I due ragazzi presero finalmente la loro bottiglia, quasi a quattro mani, e si avvicinarono alla cassa. Rose li fece pagare e la questione scivolò senza incidenti, tanto che la commessa prese un sospiro di sollievo.

Marshall poteva lasciar perdere. Non erano fatti suoi. Ma il suo pugno era stretto, le unghie piantate nella carne.

Quando i due ragazzi furono usciti, scattò e superò le casse sotto gli occhi sorpresi della sua dipendente. Prese la porta senza offrire spiegazioni. I due uomini camminavano abbracciati. Fu alle loro spalle.

"Gus!" gridò. Sperando di essersi sbagliato e che il tipo con i capelli ossigenati non si voltasse.

Sfortunatamente, invece, sembrò riconoscere quel nome e si arrestò. Sciolto dalla stretta del compagno, guardò con stupore quello sconosciuto che lo chiamava.

"Perché sei con un altro uomo?" domandò Marshall con lo stesso scandalo con cui l'avrebbe chiesto un prete. Gus, dal canto suo, fu talmente stordito da quella situazione da ripescare lucidità. Quantomeno, c'era qualcuno che sembrava essere molto più ubriaco di lui.

"Ci sono problemi, Gus?" sussurrò direttamente rivolto a lui il ragazzo al suo fianco, con accento ispanico. Il biondo alzò una mano per tranquillizzarlo, poi si rivolse all'estraneo.

"Mi scusi, ci conosciamo? Di che sta parlando?"

"Sono un amico di Adam" rispose Marshall a denti stretti. "So che voi due state insieme."

"Un amico di Adam" ripeté Gus in un mormorio. Non reagì subito, tanto poco si attendeva quella piega. "Sei un amico di Adam e pensi che io e lui stiamo insieme?"

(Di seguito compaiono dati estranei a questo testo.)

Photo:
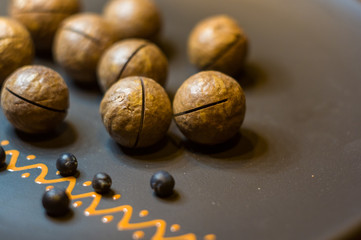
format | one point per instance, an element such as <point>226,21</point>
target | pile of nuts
<point>115,51</point>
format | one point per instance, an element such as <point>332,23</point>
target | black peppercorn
<point>2,157</point>
<point>162,183</point>
<point>56,202</point>
<point>101,183</point>
<point>67,164</point>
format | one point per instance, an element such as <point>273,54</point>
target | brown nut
<point>79,44</point>
<point>209,107</point>
<point>134,18</point>
<point>35,99</point>
<point>218,43</point>
<point>42,18</point>
<point>136,112</point>
<point>133,57</point>
<point>16,47</point>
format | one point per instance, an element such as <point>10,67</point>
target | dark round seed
<point>56,202</point>
<point>162,183</point>
<point>101,182</point>
<point>2,156</point>
<point>67,164</point>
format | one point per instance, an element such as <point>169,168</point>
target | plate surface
<point>293,172</point>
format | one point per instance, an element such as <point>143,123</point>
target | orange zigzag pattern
<point>123,224</point>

"Lo so. Me l'ha detto lui. Vi ho visti insieme" replicò Marshall sempre più bruciante. E, in una parte remota del suo animo, in preda alla vergogna. Che stava facendo? Non aveva controllo.

A questo punto Gus sgranò gli occhi, completamente disorientato. Non capiva. Meno intimorito, si avvicinò all'uomo che gli parlava e lo studiò un po' di più. "Si può sapere, intanto, chi sei?"

"Sono Marshall" rispose. "Sono un amico di Adam."

L'aria parve fermarsi, la bocca di Gus divenne una O quasi comica. Guardò l'uomo, poi i suoi occhi virarono verso il supermarket, poi di nuovo a Marshall. "Marshall!"